It’s rather startling to watch Robert Stevenson’s British – and decidedly free - adaptation of Henry Rider Haggard’s novel and compare it to American adventure movies taking place in Africa at the same time, and to realize how much more comfortable an entertainment product of the ailing Empire seems with the idea that black people are actually human like everyone else. Sure, the people of colour we get to see in the film are mostly barbarians of of kind or the other, but then, the film never makes any attempt to suggest culture and skin colour have much to do with one another, nor does it seem interested at all in ideas of white superiority, despite various plot developments that would actually make an easy starting point for this sort of (idiotic) argument. The film also feels pleasantly matter-of-fact about one of its main characters being black, treats him like everyone else on screen, and casts him with Paul Robeson, who of course doesn’t do undignified comic relief, or undignified at all. He’s also by far the most sympathetic character in the film, for Cedric Hardwicke’s Allan Quartermain (I never understood the desperate need of filmmakers to add that R to the name, by the way) is a bit of a prick additionally addled with horrifying facial hair, John Loder’s Sir Henry Curtis is your typical romantic lead (which is to say very boring), Roland Young’s Commander John Good a caricature, and Anna Lee’s fake Irishness just horribly annoying.

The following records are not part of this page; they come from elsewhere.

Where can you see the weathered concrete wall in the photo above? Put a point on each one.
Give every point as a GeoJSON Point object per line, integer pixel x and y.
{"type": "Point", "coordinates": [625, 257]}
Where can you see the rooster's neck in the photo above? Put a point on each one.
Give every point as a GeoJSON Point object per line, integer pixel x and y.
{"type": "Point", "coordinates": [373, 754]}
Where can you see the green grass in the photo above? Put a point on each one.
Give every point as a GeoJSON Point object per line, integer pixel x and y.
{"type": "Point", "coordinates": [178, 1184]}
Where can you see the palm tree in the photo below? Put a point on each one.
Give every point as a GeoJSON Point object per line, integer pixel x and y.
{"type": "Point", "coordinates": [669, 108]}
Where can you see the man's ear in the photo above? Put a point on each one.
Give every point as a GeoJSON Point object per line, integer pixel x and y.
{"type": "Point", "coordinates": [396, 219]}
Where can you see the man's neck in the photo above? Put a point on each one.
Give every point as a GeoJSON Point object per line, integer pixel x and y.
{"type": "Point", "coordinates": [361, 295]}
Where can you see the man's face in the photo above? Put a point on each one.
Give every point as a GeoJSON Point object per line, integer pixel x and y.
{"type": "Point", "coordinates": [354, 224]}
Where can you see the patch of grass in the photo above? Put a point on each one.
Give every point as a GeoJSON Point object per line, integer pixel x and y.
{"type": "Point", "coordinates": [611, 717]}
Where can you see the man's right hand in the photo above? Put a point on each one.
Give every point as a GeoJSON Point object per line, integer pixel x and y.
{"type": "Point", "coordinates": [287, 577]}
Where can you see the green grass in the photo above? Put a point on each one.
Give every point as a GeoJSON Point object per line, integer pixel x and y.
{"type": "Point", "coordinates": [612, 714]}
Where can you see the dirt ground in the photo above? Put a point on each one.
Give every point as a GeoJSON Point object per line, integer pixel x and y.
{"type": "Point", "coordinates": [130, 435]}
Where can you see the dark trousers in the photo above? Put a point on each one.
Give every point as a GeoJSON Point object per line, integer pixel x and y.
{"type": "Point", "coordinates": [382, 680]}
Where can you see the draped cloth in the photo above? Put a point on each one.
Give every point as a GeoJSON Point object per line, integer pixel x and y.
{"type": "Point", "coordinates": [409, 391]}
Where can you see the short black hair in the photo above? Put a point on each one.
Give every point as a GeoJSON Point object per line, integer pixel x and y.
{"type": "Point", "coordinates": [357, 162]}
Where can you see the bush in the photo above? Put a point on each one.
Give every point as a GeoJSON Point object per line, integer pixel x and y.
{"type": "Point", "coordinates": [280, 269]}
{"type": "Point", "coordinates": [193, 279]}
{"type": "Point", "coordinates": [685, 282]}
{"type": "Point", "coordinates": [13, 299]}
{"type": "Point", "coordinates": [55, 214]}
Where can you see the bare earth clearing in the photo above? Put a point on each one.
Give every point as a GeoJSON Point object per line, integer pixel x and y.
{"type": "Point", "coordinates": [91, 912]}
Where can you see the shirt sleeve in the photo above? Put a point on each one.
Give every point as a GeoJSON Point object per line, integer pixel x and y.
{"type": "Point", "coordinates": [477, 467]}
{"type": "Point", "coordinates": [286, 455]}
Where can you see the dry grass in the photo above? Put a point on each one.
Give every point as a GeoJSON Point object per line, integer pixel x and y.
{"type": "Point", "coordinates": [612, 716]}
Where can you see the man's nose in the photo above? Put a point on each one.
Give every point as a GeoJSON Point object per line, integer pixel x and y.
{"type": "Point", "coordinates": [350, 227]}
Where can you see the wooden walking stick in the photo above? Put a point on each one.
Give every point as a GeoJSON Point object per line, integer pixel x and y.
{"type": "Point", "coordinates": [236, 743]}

With Robeson some of what might make the film look quaint to contemporary eyes comes in too, because – not a surprise, given Robeson’s career as a singer – this is a film that never lets an opportunity pass by to have Robeson sing one song or another, never explaining why this African king-in-exile sings the pop version of spirituals, nor a film that ever realizes that, while there’s certainly nothing wrong with the musical numbers, they do mess up the film’s potential for excitement more than once. On the positive side, if you have to have filler in your film, there’s really worse to be found.
However, it’s not as if the film lacks in actual adventure movie excitements. There are sandstorms, a huge battle staged by a second unit in South Africa, and, finally, the rather spectacular end of the titular mine. Note to self: don’t throw rocks into a volcano.